Keywords: Imbalanced Learning, Imbalanced Regression, Graph-based Learning, Graph Representation Learning, Molecular Property Prediction
Abstract: Imbalanced regression is pervasive in molecular property prediction, where the most valuable compounds (e.g., high potency) occupy sparse regions of the label space. Standard Graph Neural Networks (GNNs) optimize average error and underperform on these rare but critical cases, while existing oversampling methods often distort molecular topology. We introduce SPECTRA, a Spectral Target-Aware graph augmentation framework that generates realistic molecular graphs in the spectral domain.

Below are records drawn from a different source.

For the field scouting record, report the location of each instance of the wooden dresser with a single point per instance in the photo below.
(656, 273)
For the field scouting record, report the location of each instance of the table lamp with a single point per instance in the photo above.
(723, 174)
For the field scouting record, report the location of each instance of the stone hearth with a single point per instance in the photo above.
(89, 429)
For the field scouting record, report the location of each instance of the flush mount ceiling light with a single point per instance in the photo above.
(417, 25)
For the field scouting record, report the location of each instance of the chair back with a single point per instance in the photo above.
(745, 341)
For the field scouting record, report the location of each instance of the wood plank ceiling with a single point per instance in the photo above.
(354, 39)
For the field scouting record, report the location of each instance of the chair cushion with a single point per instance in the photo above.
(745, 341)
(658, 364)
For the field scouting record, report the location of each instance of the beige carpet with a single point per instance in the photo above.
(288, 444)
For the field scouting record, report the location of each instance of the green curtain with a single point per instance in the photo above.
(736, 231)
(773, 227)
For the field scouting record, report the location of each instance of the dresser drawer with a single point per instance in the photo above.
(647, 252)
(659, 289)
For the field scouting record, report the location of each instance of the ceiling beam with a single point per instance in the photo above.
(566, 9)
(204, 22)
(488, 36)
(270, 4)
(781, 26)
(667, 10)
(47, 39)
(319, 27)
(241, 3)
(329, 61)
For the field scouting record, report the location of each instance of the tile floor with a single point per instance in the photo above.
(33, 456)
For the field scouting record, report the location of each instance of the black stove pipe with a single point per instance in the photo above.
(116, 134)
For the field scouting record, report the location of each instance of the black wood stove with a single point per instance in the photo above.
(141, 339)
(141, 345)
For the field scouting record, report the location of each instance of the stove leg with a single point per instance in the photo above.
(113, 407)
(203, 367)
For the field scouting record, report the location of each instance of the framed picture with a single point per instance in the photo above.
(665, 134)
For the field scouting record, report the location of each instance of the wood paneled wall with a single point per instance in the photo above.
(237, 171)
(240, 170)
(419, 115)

SPECTRA (i) reconstructs multi-attribute molecular graphs from SMILES; (ii) aligns molecule pairs via (Fused) Gromov–Wasserstein couplings to obtain node correspondences; (iii) interpolates Laplacian eigenvalues/eigenvectors and node features in a stable shared basis; and (iv) reconstructs edges to synthesize physically plausible intermediates with interpolated targets. A rarity-aware budgeting scheme, derived from a kernel density estimation of labels, concentrates augmentation where data are scarce. Coupled with a spectral GNN using edge-aware Chebyshev convolutions, SPECTRA densifies underrepresented regions without degrading global structure. On benchmarks, SPECTRA consistently improves error in rare target ranges while maintaining competitive overall MAE, and yields interpretable synthetic molecules whose structure reflects the underlying spectral geometry. Our results demonstrate that spectral, geometry-aware augmentation is an effective and efficient strategy for imbalanced molecular property regression.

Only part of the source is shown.